Research around the Australian bushfires revealed that the conditions leading to these events are likely to re-occur in the future. Therefore the ability to predict fires is more important than ever. Satellite-based technology combined with AI can help limit the damage.
In 10 seconds? Machine learning algorithms using satellite-derived data can be used to predict wildfires with great accuracy. The tech allows providing near-real-time global alerts to reduce the devastation that we experienced during the recent Australian wildfires. (Read the science)
Shouldn’t we focus on climate change? Well, climate change was just one factor in the current devastation. Recent research suggests that it aggravates the weather phenomena that were its ‘partners in crime’ fanning the bushfires. One of them was the ‘Indian Ocean Dipole’, which in its current phase created a difference in sea temperatures, resulting in less rain. Another, Southern Annular Mode brought hot winds, boosting the droughts and heat that already created favourable conditions for the fires. So, we know, the fire risk will not diminish, but we need to know where to expect the flames. (Find out more)
How can satellites predict fires and not just detect them? Satellites are just one element in remote sensing applications. NASA’s Moderate Resolution Imaging Spectroradiometer (MODIS), circling the Earth on two satellites provides important data about the atmosphere, oceans and objects on land, like forests and changes in their composition over time. Machine learning algorithms using its data and taking into account natural and human risk factors can forecast fires with great accuracy. (Read more)
How do they do that? Researchers, for example, combined satellite and geographic data from actual locations and compared it with historical measurements from four large forest fires in Greece. Using data from MODIS they created a model of ‘dry fuel connectivity’ that predicts fire risks based on areas of dry vegetation. Adding variables about the moisture levels of the plants and the geography of the area, they managed to produce accurate predictions of likely fires. Other researchers have created a similar predictive tool for south-eastern Australia. (Find out more)
And do we need expensive satellites for forecasting? The development of aircraft and drone-mounted sensors have recently made a leap that can revolutionise the way they’ll be able to detect and help suppress wildfires. The technology includes hyperspectral cameras, image intensifiers and thermal cameras that can be carried by autonomous drones, guided by a sophisticated algorithm that “rewards” itself for finding disaster areas. (Read more)
Can remote sensing help with relief work? Yes, it can. For example, by measuring ground movement with satellite-borne radars and Earth-based optical remote sensing tools we can spot ‘deformations’ in forests and thus spot wildfires. The moisture content of the vegetation is also an important piece of information and can also be remotely sensed from satellites. The indexes generated from these readings can help estimate the destruction and predict vegetable regrowth, which is essential for the return of wildlife. Additionally, remote sensing can improve conservation efforts providing data about the canopy height of forests, the state of biomass, species’ diversity and help better prepare for wildfires. (Find out more)

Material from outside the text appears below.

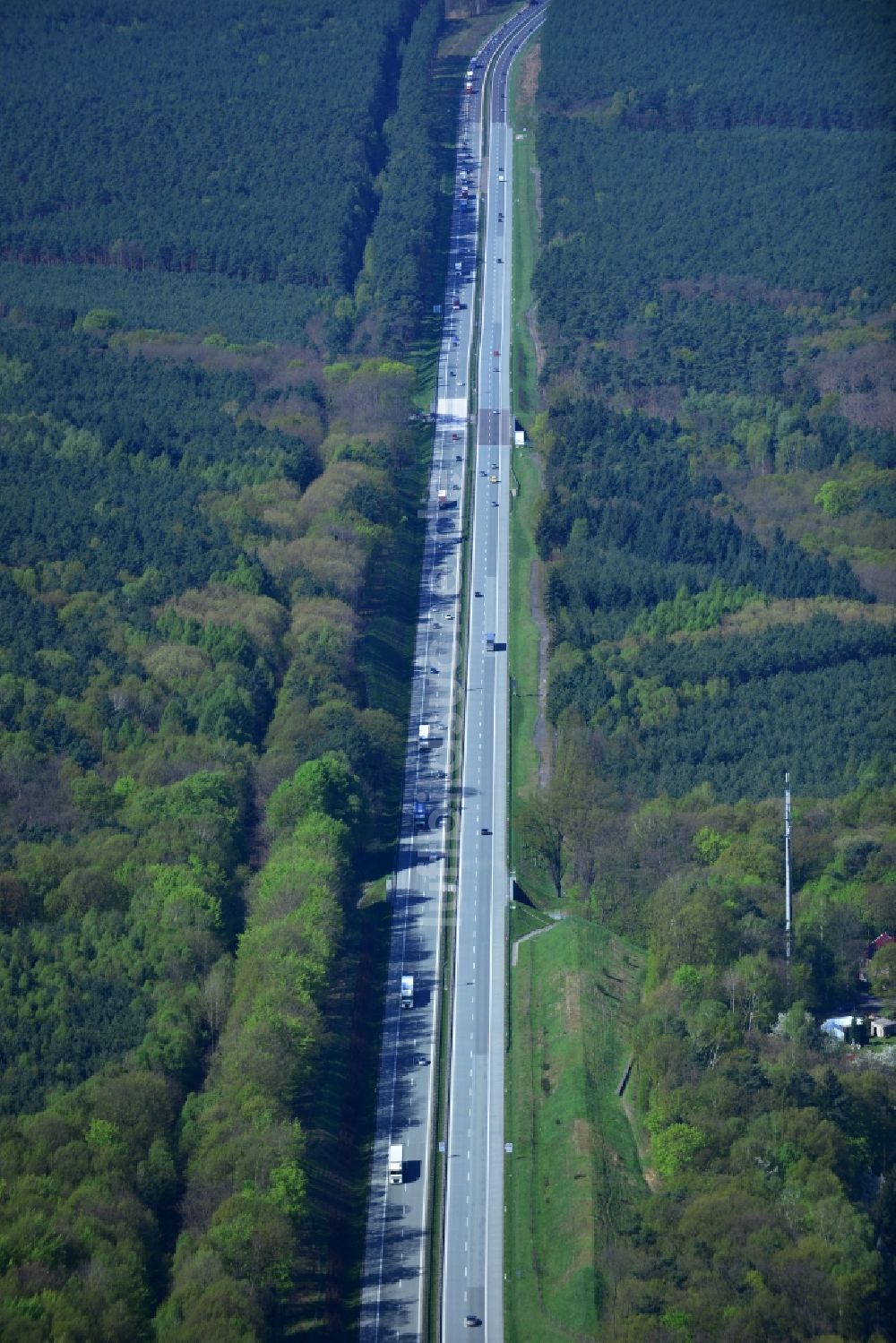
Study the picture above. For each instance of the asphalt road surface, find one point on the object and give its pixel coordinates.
(395, 1287)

Remote sensing – it started with balloons
This first attempt at gathering remote sensing data happened way before the launch of the era of satellites.
At the dawn of the 20th Century, photographer George R. Lawrence had the idea of launching into aerial photography using his experience of building balloons and kites.
In 1906, after the devastating earthquake and fires that hit San Francisco, Lawrence used 10 kites to lift a heavy, 22 kg camera to 600m and take a panoramic photo of the city, documenting the ruins.
The development of radars, sonars and thermal infrared detection during World War II paved the way for today’s sensors that can measure objects even from space with the use of electromagnetic energy.